14 Nov High school students sue over article on sex lives
From yesterday’s The Seattle P-I:
Four Puyallup high school students whose sex lives were detailed in a student newspaper sued the school district Wednesday, saying the publication invaded their privacy and exposed them to severe sexual harassment, humiliation and embarrassment.
The story in February by the Emerald Ridge High School newspaper, the JagWire, emerged from a supposedly anonymous sex survey conducted by journalism students, according to a suit filed in U.S. District Court in Tacoma by the Connelly Law Offices of Tacoma. The student reporters asked others on campus “if they had engaged in sex or if they had performed oral sex, and, if so, under what circumstances,” the suit says.
The story identified the four students by name as examples drawn from 600 Emerald Ridge students surveyed. Elements of their sexual history were detailed. One was quoted about her experience with oral sex. “I was 15. I was horny. It wasn’t really a relationship at that point.”
When the story came out, the damage to the four was immediate and intense, the suit says.
“Plaintiffs were mocked, jeered and called ‘sluts’ and ‘whores’ and subject to harassment, humiliation and embarrassment.”

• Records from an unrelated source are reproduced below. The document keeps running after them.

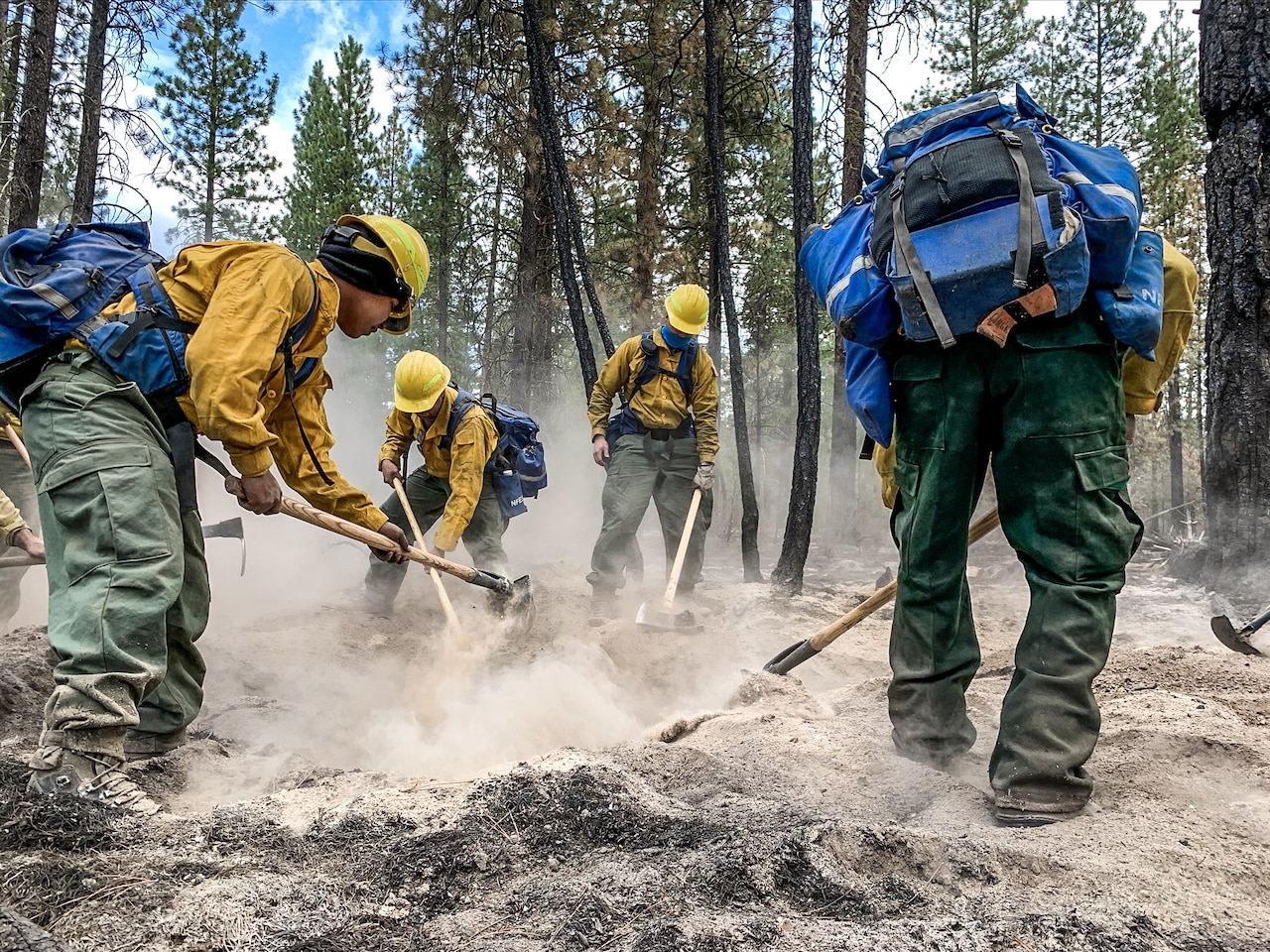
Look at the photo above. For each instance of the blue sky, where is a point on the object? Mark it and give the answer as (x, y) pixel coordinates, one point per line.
(302, 32)
(298, 35)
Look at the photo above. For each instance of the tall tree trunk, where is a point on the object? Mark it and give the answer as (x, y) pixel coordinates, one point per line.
(1176, 476)
(28, 164)
(445, 243)
(842, 425)
(544, 105)
(486, 338)
(648, 177)
(14, 36)
(534, 214)
(1234, 99)
(90, 122)
(788, 574)
(722, 258)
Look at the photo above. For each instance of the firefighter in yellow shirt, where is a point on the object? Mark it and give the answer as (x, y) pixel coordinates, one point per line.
(659, 445)
(449, 485)
(127, 581)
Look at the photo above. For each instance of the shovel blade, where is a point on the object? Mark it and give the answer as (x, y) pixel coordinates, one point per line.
(685, 622)
(521, 611)
(1228, 636)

The article contained serious information on the topic of oral sex at the school including statistical findings from the survey that 37 percent of students at Emerald Ridge had engaged in oral sex. It also noted “there is no curriculum approved by the district that specifically discussed oral sex.”

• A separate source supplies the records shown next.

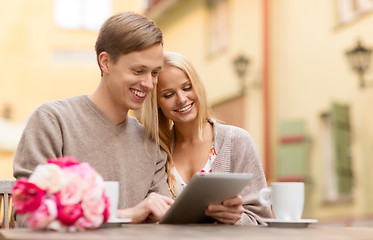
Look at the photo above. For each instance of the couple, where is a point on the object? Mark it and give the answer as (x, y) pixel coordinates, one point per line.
(97, 128)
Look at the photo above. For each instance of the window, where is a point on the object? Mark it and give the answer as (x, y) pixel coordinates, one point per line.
(349, 10)
(336, 142)
(218, 25)
(81, 14)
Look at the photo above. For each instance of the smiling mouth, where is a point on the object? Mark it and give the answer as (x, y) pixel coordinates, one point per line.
(186, 108)
(138, 93)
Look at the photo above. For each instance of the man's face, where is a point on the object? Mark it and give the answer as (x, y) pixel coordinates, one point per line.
(132, 77)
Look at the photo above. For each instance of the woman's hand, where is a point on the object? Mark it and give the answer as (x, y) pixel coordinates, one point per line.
(228, 212)
(150, 210)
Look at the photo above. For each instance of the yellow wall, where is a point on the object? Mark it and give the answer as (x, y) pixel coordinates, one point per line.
(309, 71)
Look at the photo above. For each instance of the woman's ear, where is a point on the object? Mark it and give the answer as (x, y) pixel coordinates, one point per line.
(104, 59)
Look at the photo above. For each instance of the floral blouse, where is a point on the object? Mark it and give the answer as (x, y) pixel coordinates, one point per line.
(206, 169)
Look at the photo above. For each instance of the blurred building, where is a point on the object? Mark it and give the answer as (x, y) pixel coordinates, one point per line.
(279, 69)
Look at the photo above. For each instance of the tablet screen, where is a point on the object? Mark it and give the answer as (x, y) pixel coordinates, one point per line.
(204, 189)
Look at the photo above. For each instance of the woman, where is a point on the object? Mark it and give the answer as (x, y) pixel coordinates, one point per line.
(197, 143)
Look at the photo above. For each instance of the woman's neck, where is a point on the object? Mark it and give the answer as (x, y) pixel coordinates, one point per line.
(188, 133)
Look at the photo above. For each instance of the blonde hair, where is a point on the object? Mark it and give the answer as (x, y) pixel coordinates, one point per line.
(126, 32)
(162, 130)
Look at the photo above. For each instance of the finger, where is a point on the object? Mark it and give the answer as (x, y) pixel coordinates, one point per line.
(237, 200)
(221, 208)
(226, 217)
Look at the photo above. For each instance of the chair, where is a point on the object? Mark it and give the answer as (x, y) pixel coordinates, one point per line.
(5, 194)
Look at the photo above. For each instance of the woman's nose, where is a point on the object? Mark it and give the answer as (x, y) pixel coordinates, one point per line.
(181, 98)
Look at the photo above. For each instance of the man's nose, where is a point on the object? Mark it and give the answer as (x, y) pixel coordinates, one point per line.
(181, 98)
(148, 82)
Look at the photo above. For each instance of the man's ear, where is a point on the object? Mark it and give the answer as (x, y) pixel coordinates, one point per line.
(104, 59)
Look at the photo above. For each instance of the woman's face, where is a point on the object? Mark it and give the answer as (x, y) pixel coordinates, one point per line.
(176, 96)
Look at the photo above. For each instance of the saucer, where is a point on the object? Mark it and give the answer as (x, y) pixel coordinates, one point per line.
(273, 222)
(116, 222)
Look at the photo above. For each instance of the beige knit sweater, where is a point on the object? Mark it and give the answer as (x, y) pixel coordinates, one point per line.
(77, 127)
(237, 152)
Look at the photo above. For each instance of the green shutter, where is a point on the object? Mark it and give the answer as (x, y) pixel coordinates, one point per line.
(342, 142)
(293, 151)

The case will likely hinge partly on whether the young reporters granted anonymity to the students when they were interviewed. The lawsuit says that the four “understood that their names would be withheld and that their candid answers would be anonymous.”

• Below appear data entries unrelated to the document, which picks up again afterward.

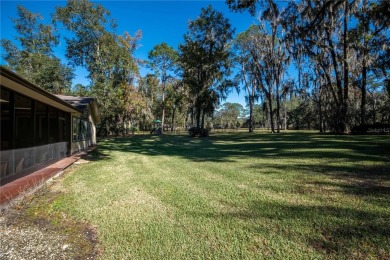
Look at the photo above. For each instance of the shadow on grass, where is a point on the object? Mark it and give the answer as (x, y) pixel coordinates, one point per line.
(334, 230)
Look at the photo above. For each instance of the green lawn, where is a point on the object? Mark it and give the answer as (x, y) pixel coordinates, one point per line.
(235, 196)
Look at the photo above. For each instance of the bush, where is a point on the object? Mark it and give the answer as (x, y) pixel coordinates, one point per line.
(134, 130)
(196, 131)
(371, 129)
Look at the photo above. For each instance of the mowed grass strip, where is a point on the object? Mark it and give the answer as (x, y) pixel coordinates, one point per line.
(236, 196)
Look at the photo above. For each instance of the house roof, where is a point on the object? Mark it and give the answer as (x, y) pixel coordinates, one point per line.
(15, 82)
(82, 103)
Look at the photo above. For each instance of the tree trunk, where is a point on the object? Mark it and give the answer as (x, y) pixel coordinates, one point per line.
(364, 93)
(346, 68)
(271, 113)
(163, 111)
(173, 118)
(203, 116)
(250, 114)
(320, 113)
(277, 109)
(285, 113)
(198, 111)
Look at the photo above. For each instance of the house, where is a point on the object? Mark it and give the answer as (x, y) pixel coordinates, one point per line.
(39, 128)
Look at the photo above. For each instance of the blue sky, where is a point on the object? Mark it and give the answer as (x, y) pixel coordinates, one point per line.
(160, 21)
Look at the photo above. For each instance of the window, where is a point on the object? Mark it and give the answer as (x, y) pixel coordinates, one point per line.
(23, 122)
(53, 125)
(76, 128)
(6, 132)
(41, 126)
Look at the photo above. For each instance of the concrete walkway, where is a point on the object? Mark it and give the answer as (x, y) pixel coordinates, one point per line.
(27, 184)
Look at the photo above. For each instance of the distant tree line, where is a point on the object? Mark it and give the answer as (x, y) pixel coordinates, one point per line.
(303, 65)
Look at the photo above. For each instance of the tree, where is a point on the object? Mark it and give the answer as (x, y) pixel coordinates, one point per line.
(108, 57)
(205, 60)
(35, 60)
(162, 60)
(243, 46)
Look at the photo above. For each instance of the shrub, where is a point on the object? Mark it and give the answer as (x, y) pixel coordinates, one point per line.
(196, 131)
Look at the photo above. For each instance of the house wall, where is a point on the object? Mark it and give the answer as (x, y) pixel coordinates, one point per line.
(83, 131)
(33, 134)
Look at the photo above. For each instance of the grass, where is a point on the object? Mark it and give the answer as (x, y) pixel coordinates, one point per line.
(235, 196)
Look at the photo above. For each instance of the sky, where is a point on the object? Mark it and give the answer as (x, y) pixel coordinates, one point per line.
(160, 21)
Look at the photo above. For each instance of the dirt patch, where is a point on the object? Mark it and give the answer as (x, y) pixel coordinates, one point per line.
(31, 229)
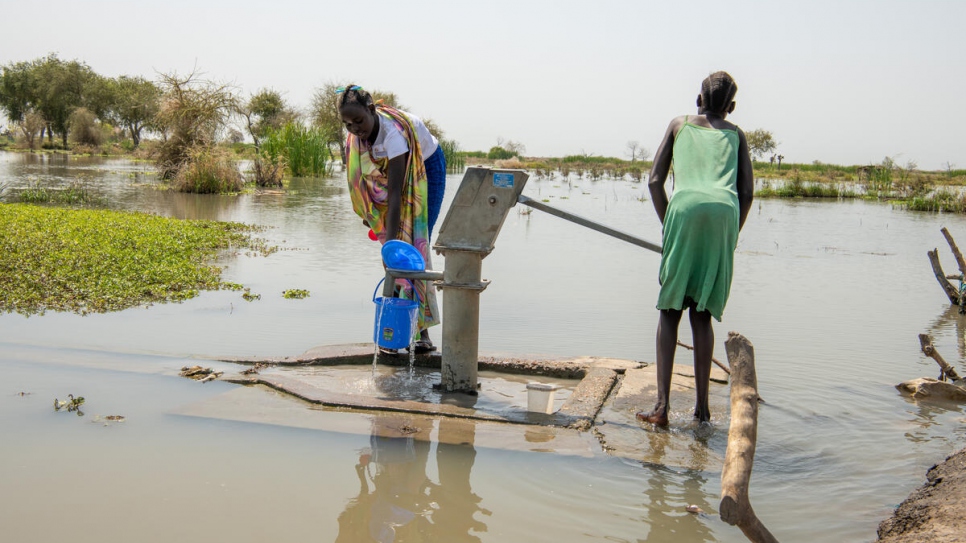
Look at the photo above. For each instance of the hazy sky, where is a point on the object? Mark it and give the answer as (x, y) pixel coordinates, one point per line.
(847, 82)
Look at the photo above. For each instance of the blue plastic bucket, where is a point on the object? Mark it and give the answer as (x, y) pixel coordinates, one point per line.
(395, 323)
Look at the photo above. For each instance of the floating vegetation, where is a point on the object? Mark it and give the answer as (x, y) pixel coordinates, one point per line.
(199, 373)
(73, 195)
(259, 366)
(944, 201)
(95, 261)
(109, 419)
(295, 294)
(800, 189)
(71, 404)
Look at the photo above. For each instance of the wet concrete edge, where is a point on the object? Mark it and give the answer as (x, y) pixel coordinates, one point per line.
(597, 379)
(933, 512)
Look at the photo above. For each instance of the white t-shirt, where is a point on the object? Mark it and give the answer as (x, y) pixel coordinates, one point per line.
(391, 142)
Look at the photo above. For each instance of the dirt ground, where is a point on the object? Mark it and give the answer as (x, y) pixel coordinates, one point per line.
(933, 512)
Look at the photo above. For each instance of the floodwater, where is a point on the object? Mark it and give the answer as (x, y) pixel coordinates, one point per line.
(832, 294)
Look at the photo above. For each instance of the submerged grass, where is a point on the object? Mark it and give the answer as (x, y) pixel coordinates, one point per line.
(799, 189)
(87, 261)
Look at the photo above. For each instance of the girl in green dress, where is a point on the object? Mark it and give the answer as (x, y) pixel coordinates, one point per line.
(713, 190)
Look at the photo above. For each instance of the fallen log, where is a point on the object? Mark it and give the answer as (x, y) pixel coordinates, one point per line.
(951, 291)
(925, 342)
(956, 252)
(925, 387)
(735, 507)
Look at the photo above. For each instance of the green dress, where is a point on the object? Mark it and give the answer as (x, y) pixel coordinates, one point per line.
(701, 224)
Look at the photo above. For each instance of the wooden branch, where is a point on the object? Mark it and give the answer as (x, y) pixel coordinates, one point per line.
(929, 350)
(952, 245)
(951, 291)
(713, 359)
(735, 508)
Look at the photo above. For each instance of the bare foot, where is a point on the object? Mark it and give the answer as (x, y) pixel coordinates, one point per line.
(654, 417)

“The larger point,” said Jack Connelly, attorney for the four students, “is they’re violating school policy and students’ privacy by publishing information about the students’ sexual histories. If this information were put on the bathroom wall in the school, it would quickly be erased.”
A Puyallup School District spokeswoman declined comment Wednesday, saying the district had yet to see the suit.
A clue to the district’s defense might be contained in one line of the lawsuit that notes that “incredulously,” the student reporters “now appear to be claiming that the students actually agreed to have their names included and to have the intimate details of their private sexual histories announced to the entire student body via the JagWire article.”
The suit seeks unspecified monetary damages for, among other things, sexual harassment, invasion of privacy, negligent hiring and supervision of “an underqualified journalism instructor.